Man in New York pharmacy slaying faces life in prison
(CBS/AP) RIVERHEAD, N.Y. - David Laffer, the man charged with killing four people during a pharmacy robbery for prescription painkillers, is due to receive consecutive prison sentences of life without parole.
Pictures: Husband, wife arrested in NY pharmacy murders
Laffer pleaded guilty to first-degree murder in the June holdup at Haven Drugs in Medford. Police said he committed the robbery because he had lost his job, and his wife required not only painkillers but also blood pressure medicine, anti-nausea pills, and muscle relaxants. He jammed a backpack full of pills after killing the four victims.
His wife, Melinda Brady, who admitted driving the getaway car, faces up to 25 years in prison after pleading guilty to robbery charges.
Both will be sentenced in a Long Island courtroom on Thursday.
Suffolk County District Attorney Thomas Spota called the killings among the most gruesome in the history of the county.

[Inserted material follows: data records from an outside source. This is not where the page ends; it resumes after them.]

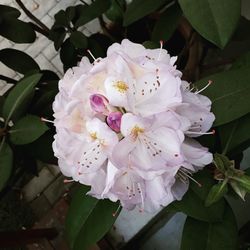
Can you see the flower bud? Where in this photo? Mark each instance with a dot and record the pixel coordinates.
(114, 120)
(99, 103)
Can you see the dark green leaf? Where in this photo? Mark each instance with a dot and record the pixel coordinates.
(215, 20)
(18, 60)
(243, 61)
(88, 13)
(230, 94)
(87, 212)
(7, 11)
(27, 130)
(100, 221)
(140, 8)
(216, 193)
(6, 159)
(193, 202)
(19, 97)
(115, 12)
(199, 235)
(17, 31)
(167, 23)
(235, 134)
(79, 40)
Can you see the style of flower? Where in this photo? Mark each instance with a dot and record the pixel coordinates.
(126, 125)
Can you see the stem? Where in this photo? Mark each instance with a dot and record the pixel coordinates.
(230, 138)
(31, 16)
(7, 79)
(39, 30)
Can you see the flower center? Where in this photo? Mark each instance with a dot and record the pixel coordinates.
(121, 86)
(136, 131)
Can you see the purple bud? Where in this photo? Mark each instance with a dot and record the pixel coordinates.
(114, 120)
(98, 103)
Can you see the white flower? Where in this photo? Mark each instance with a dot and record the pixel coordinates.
(124, 126)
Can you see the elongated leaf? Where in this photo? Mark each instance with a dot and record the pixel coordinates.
(167, 23)
(87, 212)
(215, 20)
(17, 31)
(140, 8)
(27, 130)
(18, 60)
(222, 235)
(235, 135)
(88, 13)
(79, 40)
(6, 159)
(216, 193)
(19, 97)
(193, 202)
(230, 94)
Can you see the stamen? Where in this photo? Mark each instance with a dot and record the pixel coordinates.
(68, 181)
(199, 91)
(190, 177)
(91, 54)
(201, 133)
(117, 211)
(46, 120)
(161, 47)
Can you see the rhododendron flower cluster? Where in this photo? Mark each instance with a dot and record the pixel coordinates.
(126, 125)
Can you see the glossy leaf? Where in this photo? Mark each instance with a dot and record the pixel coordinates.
(193, 202)
(79, 40)
(167, 23)
(27, 130)
(87, 212)
(222, 235)
(216, 20)
(19, 97)
(88, 13)
(6, 159)
(235, 135)
(18, 60)
(229, 93)
(216, 193)
(17, 31)
(140, 8)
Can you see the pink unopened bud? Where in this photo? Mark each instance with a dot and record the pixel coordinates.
(114, 120)
(99, 103)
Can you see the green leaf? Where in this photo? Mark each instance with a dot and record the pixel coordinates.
(6, 159)
(222, 235)
(17, 31)
(19, 97)
(88, 13)
(18, 60)
(7, 11)
(167, 23)
(193, 202)
(140, 8)
(243, 181)
(229, 93)
(86, 212)
(215, 20)
(235, 135)
(79, 40)
(221, 162)
(216, 193)
(27, 130)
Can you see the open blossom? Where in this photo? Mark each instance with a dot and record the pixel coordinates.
(126, 126)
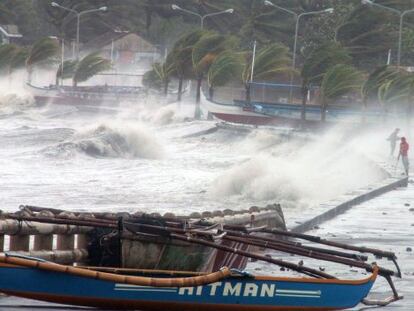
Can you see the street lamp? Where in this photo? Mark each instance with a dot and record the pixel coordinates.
(62, 56)
(298, 17)
(202, 17)
(78, 15)
(401, 14)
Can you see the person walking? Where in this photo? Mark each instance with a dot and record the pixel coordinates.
(393, 138)
(404, 146)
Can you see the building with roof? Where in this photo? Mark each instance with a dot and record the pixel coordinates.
(128, 51)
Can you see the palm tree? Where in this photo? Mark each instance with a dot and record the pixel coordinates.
(181, 56)
(227, 66)
(398, 89)
(19, 59)
(89, 66)
(318, 62)
(376, 80)
(159, 76)
(366, 34)
(68, 70)
(270, 61)
(338, 81)
(7, 52)
(205, 51)
(41, 51)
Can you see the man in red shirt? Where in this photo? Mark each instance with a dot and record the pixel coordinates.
(404, 153)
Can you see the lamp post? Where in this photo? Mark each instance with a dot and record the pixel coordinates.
(401, 14)
(78, 15)
(297, 17)
(202, 17)
(62, 56)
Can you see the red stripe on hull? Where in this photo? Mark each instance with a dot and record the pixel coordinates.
(123, 304)
(244, 119)
(70, 100)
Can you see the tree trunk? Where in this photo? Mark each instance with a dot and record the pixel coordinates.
(197, 113)
(29, 74)
(248, 95)
(304, 101)
(211, 93)
(324, 105)
(180, 88)
(364, 109)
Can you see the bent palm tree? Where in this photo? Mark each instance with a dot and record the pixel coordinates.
(41, 51)
(19, 59)
(205, 51)
(89, 66)
(338, 81)
(7, 53)
(181, 56)
(319, 61)
(67, 71)
(376, 80)
(270, 61)
(228, 66)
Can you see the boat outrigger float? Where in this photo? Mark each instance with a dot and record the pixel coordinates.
(227, 289)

The 1974 "Amityville Horror" killings in which a man killed six members of his own family was the worst mass killing in Suffolk before the Medford homicides.
Laffer, a 33-year-old Army veteran, walked into Haven Drugs shortly after 10 a.m. on June 19 and opened fire without announcing a robbery, killing a 45-year-old pharmacist filling in for a colleague celebrating Father's Day, and a 17-year-old store clerk who was due to graduate high school just days later. He then fatally shot two customers who unwittingly walked in on the carnage, authorities said, before filling his backpack with hydrocodone-type painkillers.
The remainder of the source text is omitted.